NaturalSpeech 3: Zero-Shot Speech Synthesis with Factorized Codec and Diffusion Models
Abstract
While recent large-scale text-to-speech (TTS) models have achieved significant progress, they still fall short in speech quality, similarity, and prosody. Considering speech intricately encompasses various attributes (e.g., content, prosody, timbre, and acoustic details) that pose significant challenges for generation, a natural idea is to factorize speech into individual subspaces representing different attributes and generate them individually.
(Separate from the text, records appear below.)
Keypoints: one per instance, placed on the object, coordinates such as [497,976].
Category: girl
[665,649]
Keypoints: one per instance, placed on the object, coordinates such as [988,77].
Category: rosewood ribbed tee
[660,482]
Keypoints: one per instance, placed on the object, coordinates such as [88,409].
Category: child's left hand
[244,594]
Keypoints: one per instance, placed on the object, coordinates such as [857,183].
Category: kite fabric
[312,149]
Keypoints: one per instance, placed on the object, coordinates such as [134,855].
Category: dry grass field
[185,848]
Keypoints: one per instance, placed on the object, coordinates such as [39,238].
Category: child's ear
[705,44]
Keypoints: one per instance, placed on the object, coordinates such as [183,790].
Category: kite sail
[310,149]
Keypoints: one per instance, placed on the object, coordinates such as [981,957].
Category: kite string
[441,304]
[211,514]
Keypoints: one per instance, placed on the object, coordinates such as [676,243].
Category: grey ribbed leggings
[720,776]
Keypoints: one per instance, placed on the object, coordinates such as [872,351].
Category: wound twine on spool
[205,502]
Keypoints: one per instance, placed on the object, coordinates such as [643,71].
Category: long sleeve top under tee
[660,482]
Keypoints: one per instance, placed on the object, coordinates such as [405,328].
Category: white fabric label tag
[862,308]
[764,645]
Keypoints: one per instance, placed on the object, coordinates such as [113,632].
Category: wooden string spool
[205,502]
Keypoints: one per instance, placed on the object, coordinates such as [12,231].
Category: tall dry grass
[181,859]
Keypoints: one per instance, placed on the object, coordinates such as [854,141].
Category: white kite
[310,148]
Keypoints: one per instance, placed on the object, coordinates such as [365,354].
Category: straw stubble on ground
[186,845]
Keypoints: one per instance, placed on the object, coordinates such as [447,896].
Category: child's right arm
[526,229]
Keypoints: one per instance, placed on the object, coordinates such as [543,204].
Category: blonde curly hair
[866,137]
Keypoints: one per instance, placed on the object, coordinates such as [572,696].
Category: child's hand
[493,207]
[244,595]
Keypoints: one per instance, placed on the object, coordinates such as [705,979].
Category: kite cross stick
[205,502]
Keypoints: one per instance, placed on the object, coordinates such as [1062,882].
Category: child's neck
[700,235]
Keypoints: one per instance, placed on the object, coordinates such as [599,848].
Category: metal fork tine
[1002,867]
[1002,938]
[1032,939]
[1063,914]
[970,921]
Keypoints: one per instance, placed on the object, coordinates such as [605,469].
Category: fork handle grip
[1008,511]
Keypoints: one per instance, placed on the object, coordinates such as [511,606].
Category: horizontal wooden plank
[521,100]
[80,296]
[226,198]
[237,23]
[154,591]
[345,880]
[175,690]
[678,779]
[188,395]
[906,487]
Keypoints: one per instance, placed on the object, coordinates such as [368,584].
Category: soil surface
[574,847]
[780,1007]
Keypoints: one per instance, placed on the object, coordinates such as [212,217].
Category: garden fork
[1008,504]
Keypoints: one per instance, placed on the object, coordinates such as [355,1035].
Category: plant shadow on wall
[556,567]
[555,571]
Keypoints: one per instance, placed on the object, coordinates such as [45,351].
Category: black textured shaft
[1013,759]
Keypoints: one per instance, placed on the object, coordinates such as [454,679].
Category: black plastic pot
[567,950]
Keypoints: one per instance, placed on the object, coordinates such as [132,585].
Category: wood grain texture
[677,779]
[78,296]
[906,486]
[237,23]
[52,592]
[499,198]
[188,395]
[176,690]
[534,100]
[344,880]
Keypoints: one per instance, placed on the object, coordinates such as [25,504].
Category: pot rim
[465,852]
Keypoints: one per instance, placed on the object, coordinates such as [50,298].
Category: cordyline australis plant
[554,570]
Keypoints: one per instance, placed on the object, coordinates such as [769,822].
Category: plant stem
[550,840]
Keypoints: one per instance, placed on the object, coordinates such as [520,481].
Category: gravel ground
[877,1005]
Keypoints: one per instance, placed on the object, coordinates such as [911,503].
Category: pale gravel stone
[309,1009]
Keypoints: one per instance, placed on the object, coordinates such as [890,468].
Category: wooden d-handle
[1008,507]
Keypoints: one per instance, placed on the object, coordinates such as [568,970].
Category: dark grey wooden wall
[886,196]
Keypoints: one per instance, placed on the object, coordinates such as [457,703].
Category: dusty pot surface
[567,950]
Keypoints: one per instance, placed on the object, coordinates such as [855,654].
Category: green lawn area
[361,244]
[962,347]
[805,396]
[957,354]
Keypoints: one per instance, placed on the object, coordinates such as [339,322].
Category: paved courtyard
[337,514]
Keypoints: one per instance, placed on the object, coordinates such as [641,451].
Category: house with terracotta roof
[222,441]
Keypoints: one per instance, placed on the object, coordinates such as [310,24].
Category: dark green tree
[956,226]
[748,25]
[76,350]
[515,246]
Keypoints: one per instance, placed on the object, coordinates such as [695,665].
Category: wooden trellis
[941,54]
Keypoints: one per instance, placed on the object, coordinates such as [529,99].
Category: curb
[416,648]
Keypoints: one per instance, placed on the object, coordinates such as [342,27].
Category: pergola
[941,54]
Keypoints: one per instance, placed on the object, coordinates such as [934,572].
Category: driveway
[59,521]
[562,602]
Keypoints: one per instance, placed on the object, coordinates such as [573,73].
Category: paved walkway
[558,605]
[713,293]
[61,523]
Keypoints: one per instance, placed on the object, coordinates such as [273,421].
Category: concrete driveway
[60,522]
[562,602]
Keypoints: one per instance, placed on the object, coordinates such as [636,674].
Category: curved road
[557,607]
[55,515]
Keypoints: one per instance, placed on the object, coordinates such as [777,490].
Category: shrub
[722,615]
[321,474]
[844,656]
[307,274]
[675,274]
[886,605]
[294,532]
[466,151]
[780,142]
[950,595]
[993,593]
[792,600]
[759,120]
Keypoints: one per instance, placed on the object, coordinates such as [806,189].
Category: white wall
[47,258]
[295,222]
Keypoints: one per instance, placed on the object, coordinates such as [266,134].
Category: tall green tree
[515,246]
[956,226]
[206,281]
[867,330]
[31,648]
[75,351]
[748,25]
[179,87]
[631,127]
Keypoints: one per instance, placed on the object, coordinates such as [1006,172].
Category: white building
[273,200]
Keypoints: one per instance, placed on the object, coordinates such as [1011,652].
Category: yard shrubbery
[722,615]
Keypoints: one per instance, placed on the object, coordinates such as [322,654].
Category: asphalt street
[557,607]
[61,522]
Motivated by it, we propose NaturalSpeech 3, a TTS system with novel factorized diffusion models to generate natural speech in a zero-shot way. Specifically, 1) we design a neural codec with factorized vector quantization (FVQ) to disentangle speech waveform into subspaces of content, prosody, timbre, and acoustic details; 2) we propose a factorized diffusion model to generate attributes in each subspace following its corresponding prompt. With this factorization design, NaturalSpeech 3 can effectively and efficiently model the intricate speech with disentangled subspaces in a divide-and-conquer way. Experiments show that NaturalSpeech 3 outperforms the state-of-the-art TTS systems on quality, similarity, prosody, and intelligibility. Furthermore, we achieve better performance by scaling to 1B parameters and 200K hours of training data.
Community
This is an automated message from the Librarian Bot. I found the following papers similar to this paper.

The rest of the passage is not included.